J'ai lu ce livre car il avait été conseillé aux élèves de la classe de mon fils, en 4ème. J'en sors avec des sentiments partagés.
La première partie du livre, celle "d'avant Lukas", est une plongée nauséeuse dans l'univers délirant de la tentative de renouvèlement des générations par le programme lebensborn. On comprend vite que Max n'est qu'un miroir qui nous renvoit à la figure l'horreur de la pensée, et des actes, nazis, à travers les actes et la parole d'un gamin totalement acquis à son Führer. Il est témoin de la folie des adultes qui l'entourent, un peu comme Oscar dans "Le tambour". Cohen-Scali s'amuse à appuyer autant qu'elle le peut sur le trait pour en faire un salaud qu'on ne peut pas totalement détester car son engagement corps et âme pour son père adoptif (le Führer...) est désarmant de naïveté.

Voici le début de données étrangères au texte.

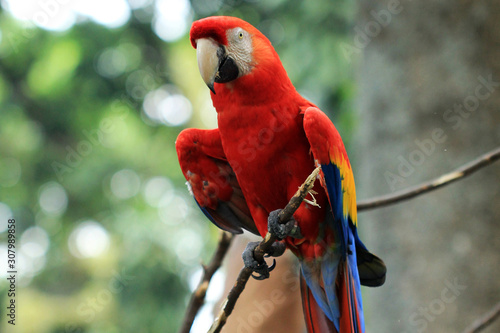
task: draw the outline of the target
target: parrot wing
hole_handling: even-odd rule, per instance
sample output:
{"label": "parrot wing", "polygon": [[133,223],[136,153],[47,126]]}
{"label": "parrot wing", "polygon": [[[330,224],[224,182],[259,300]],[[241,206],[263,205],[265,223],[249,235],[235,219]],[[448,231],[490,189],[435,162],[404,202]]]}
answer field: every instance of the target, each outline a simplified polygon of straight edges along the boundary
{"label": "parrot wing", "polygon": [[240,234],[258,234],[241,187],[226,159],[218,129],[187,129],[177,137],[182,173],[203,213],[217,227]]}
{"label": "parrot wing", "polygon": [[[306,323],[310,332],[318,331],[325,326],[326,315],[338,332],[364,332],[360,275],[364,284],[375,286],[381,276],[385,280],[385,265],[359,240],[354,177],[340,134],[318,108],[309,107],[303,115],[304,131],[315,163],[321,166],[320,182],[333,215],[323,222],[328,250],[316,261],[302,264],[306,281],[302,294],[314,296],[307,298]],[[311,301],[316,305],[310,305]],[[317,306],[323,313],[315,310]]]}

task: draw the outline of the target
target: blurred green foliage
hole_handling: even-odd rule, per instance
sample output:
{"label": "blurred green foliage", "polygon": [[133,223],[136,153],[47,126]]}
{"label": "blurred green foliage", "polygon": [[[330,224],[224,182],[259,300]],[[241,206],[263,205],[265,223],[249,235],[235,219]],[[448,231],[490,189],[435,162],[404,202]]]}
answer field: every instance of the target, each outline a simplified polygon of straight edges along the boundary
{"label": "blurred green foliage", "polygon": [[[214,248],[174,149],[184,127],[215,126],[208,89],[188,31],[162,41],[156,3],[143,3],[113,29],[82,20],[54,32],[0,14],[0,225],[17,221],[16,332],[175,332]],[[257,26],[348,143],[355,92],[339,45],[354,11],[344,0],[193,0],[186,24],[232,15]],[[188,121],[148,116],[154,91],[185,96]],[[1,331],[7,289],[2,279]]]}

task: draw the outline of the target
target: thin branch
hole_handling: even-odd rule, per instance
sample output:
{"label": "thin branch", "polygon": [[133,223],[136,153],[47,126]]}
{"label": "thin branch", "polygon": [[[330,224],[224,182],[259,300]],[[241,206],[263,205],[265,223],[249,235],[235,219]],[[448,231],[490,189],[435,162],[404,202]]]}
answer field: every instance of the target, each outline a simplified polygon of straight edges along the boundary
{"label": "thin branch", "polygon": [[[396,204],[405,200],[412,199],[416,196],[425,194],[427,192],[436,190],[440,187],[443,187],[445,185],[451,184],[455,181],[458,181],[460,179],[465,178],[466,176],[471,175],[472,173],[482,169],[483,167],[486,167],[490,164],[493,164],[495,161],[500,159],[500,147],[496,148],[492,151],[490,151],[487,154],[484,154],[480,156],[479,158],[463,165],[462,167],[456,169],[455,171],[452,171],[450,173],[444,174],[434,180],[431,180],[429,182],[420,184],[418,186],[411,187],[407,190],[402,190],[393,194],[388,194],[388,195],[383,195],[379,197],[375,197],[373,199],[368,199],[368,200],[363,200],[358,202],[358,211],[365,211],[365,210],[370,210],[370,209],[375,209],[375,208],[380,208],[384,206],[389,206],[392,204]],[[309,192],[310,189],[312,189],[314,185],[314,180],[316,179],[317,174],[319,173],[320,168],[316,168],[311,174],[306,182],[300,187],[299,191],[292,197],[288,205],[283,209],[279,215],[280,222],[286,222],[288,221],[295,210],[300,206],[302,201],[304,200],[305,196]],[[229,240],[230,241],[230,240]],[[264,240],[259,244],[259,246],[255,249],[254,251],[254,256],[255,259],[258,261],[264,260],[264,254],[269,251],[271,245],[273,242],[276,241],[276,238],[272,236],[270,233],[267,233],[266,237]],[[222,239],[221,239],[222,242]],[[220,248],[219,244],[219,248]],[[228,245],[229,246],[229,245]],[[214,258],[211,261],[211,264],[209,267],[212,266],[212,262],[215,260],[215,257],[220,255],[220,258],[217,259],[219,261],[218,266],[214,269],[213,273],[217,270],[217,268],[220,266],[220,262],[222,261],[225,253],[227,251],[224,250],[221,254],[219,254],[219,250],[216,252],[214,255]],[[207,270],[205,269],[205,275],[207,274]],[[212,327],[209,330],[209,333],[217,333],[220,332],[224,324],[226,323],[227,317],[231,314],[231,312],[234,309],[234,306],[236,304],[236,301],[240,294],[243,292],[245,289],[245,285],[250,278],[250,275],[252,274],[252,271],[247,268],[243,268],[236,280],[236,284],[234,287],[231,289],[229,292],[226,301],[223,304],[223,308],[220,311],[218,317],[212,324]],[[181,328],[180,333],[188,333],[189,329],[193,323],[194,317],[196,316],[196,313],[199,311],[201,305],[203,305],[203,300],[205,297],[206,289],[208,288],[208,283],[210,281],[211,275],[208,278],[208,280],[205,280],[205,275],[204,278],[202,279],[202,282],[200,282],[200,285],[196,289],[196,291],[193,293],[191,297],[191,301],[189,303],[188,311],[186,314],[186,318],[184,320],[184,325]],[[206,281],[206,282],[205,282]],[[497,317],[500,316],[500,305],[498,305],[491,313],[488,313],[484,318],[481,319],[479,324],[474,323],[475,325],[479,325],[478,328],[471,328],[466,330],[467,333],[472,333],[472,332],[479,332],[482,328],[486,327],[489,325],[492,321],[497,319]],[[476,330],[474,330],[476,329]]]}
{"label": "thin branch", "polygon": [[490,151],[487,154],[480,156],[479,158],[463,165],[462,167],[446,173],[441,177],[438,177],[429,182],[411,187],[407,190],[402,190],[393,194],[382,195],[369,200],[363,200],[358,202],[358,212],[368,209],[380,208],[388,205],[392,205],[404,200],[414,198],[418,195],[434,191],[440,187],[451,184],[457,180],[460,180],[485,166],[488,166],[500,159],[500,147]]}
{"label": "thin branch", "polygon": [[481,318],[477,319],[465,329],[463,333],[477,333],[491,325],[496,319],[500,317],[500,303],[497,303],[495,307],[488,313],[486,313]]}
{"label": "thin branch", "polygon": [[195,289],[195,291],[193,291],[193,294],[191,295],[191,299],[189,300],[189,305],[187,307],[184,321],[182,323],[181,329],[179,330],[179,333],[189,333],[189,331],[191,330],[194,318],[205,302],[205,295],[207,294],[210,280],[222,265],[222,260],[226,256],[227,250],[229,249],[233,238],[233,234],[225,231],[221,232],[219,243],[217,245],[217,249],[215,250],[214,256],[210,260],[208,266],[203,265],[203,277],[201,278],[198,287]]}
{"label": "thin branch", "polygon": [[[307,193],[313,188],[314,181],[319,174],[321,167],[317,167],[311,173],[309,177],[307,177],[306,181],[299,188],[297,193],[290,199],[290,202],[286,205],[286,207],[279,213],[278,218],[280,223],[286,223],[292,218],[293,213],[299,208],[300,204],[307,196]],[[272,244],[277,239],[271,235],[269,232],[264,237],[264,240],[255,248],[254,257],[255,260],[262,262],[264,261],[264,254],[269,252]],[[233,312],[234,306],[238,297],[245,289],[245,285],[248,282],[248,279],[252,275],[252,270],[250,268],[244,267],[241,269],[238,274],[238,278],[236,279],[236,283],[227,295],[226,301],[224,302],[221,311],[219,312],[217,318],[215,319],[212,327],[210,327],[209,333],[219,333],[226,323],[227,318]]]}

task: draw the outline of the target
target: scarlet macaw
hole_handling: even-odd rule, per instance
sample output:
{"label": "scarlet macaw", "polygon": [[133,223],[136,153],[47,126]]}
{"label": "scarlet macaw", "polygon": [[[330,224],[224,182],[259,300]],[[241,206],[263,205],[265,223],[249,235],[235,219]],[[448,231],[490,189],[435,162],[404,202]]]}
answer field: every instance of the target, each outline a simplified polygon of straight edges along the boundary
{"label": "scarlet macaw", "polygon": [[[382,285],[386,269],[358,237],[354,178],[339,133],[297,93],[270,41],[249,23],[208,17],[193,23],[190,39],[218,119],[218,128],[186,129],[176,141],[196,202],[224,230],[264,237],[269,227],[284,239],[301,262],[309,332],[364,332],[360,282]],[[314,198],[277,224],[277,211],[319,165]],[[253,268],[266,274],[267,266]]]}

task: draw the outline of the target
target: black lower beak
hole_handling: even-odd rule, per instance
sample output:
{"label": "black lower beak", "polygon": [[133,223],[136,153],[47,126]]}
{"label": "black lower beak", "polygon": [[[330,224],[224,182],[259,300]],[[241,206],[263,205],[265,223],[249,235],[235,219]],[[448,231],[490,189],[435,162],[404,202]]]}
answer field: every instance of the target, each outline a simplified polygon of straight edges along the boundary
{"label": "black lower beak", "polygon": [[226,83],[238,78],[239,70],[236,62],[228,56],[222,58],[219,64],[219,70],[215,74],[215,82]]}
{"label": "black lower beak", "polygon": [[[215,74],[215,82],[227,83],[238,78],[239,70],[236,62],[226,54],[226,49],[221,45],[217,50],[219,68]],[[213,91],[213,90],[212,90]]]}

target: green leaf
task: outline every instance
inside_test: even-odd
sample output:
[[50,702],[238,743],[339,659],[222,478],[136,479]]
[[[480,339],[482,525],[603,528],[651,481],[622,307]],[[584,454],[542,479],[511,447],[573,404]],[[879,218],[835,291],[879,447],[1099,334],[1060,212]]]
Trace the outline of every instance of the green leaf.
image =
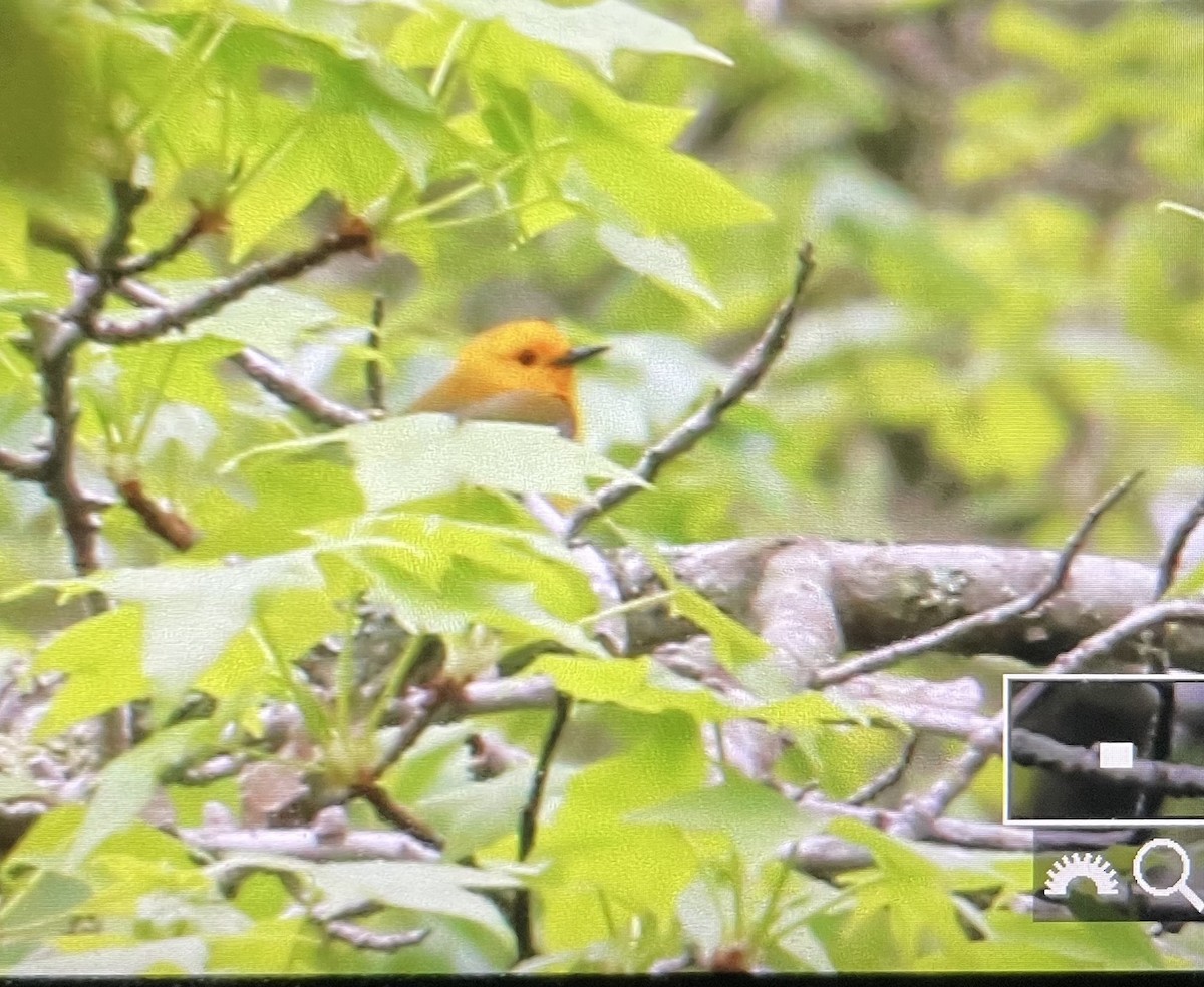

Max, ou Konrad, est un pur produit du Reich. Pas de père. Pas de mère. Ou plutôt un père, Hitler. Et une mère, l'Allemagne nazie. Nous sommes face à la personnification d'une pensée politique hégémonique et totalitaire. Son discours, empreint de naïveté et d'une totale méconnaissance du monde, est pédagogique : nous découvrons, à travers le prisme de ses paroles, l'horreur nazie, qui est disséquée positivement de manière ostentatoire par Konrad, mais à travers lequel nous voyons bien que l'œuvre de Cohen-Scali est de dévoiler crument au lecteur une réalité historique qui est bien souvent camouflée par les programmes scolaires proposés à nos enfants. Pour aller au-delà des documents proposés aux enfants d'aujourd'hui, Cohen-Scali pose une réalité concrète brute, qui vous saute au visage grâce au discours de Konrad. En tant qu'adulte, nous comprenons vite le double langage ; l'acceptation de Konrad n'est que je cri d'horreur de Cohen-Scali ; à chaque page, on sent l'auteur, les yeux rivés sur nous, qui nous dit : "Tu vois de quoi l'homme est capable ?"
Je me pose cependant la question de l'opportunité de proposer un tel livre à des élèves sans envisager ne serait-ce qu'un débat de synthèse après la lecture. Il faut une bonne capacité de lecture inférentielle pour arriver à décrypter le message de Cohen-Scali. Ou plutôt, je dirais qu'il existe un risque que le jeune lecteur ne comprenne pas le message à peine caché et ne conserve que la version de Konrad, littérale, qui ne critique pas. Vous me direz qu'il faut avoir une bien piètre opinion des élèves de 14 ans pour croire qu'il pourraient tomber dans un piège aussi grossier mais je constate, pour en avoir discuté, qu'il ne reste pas grand-chose de la lecture par l'un d'entre eux. Du coup, si le livre ne lui a pas laissé de souvenirs précis, quel discours lui en est resté, au final ? Celui de Cohen-Scali, celui de Konrad ?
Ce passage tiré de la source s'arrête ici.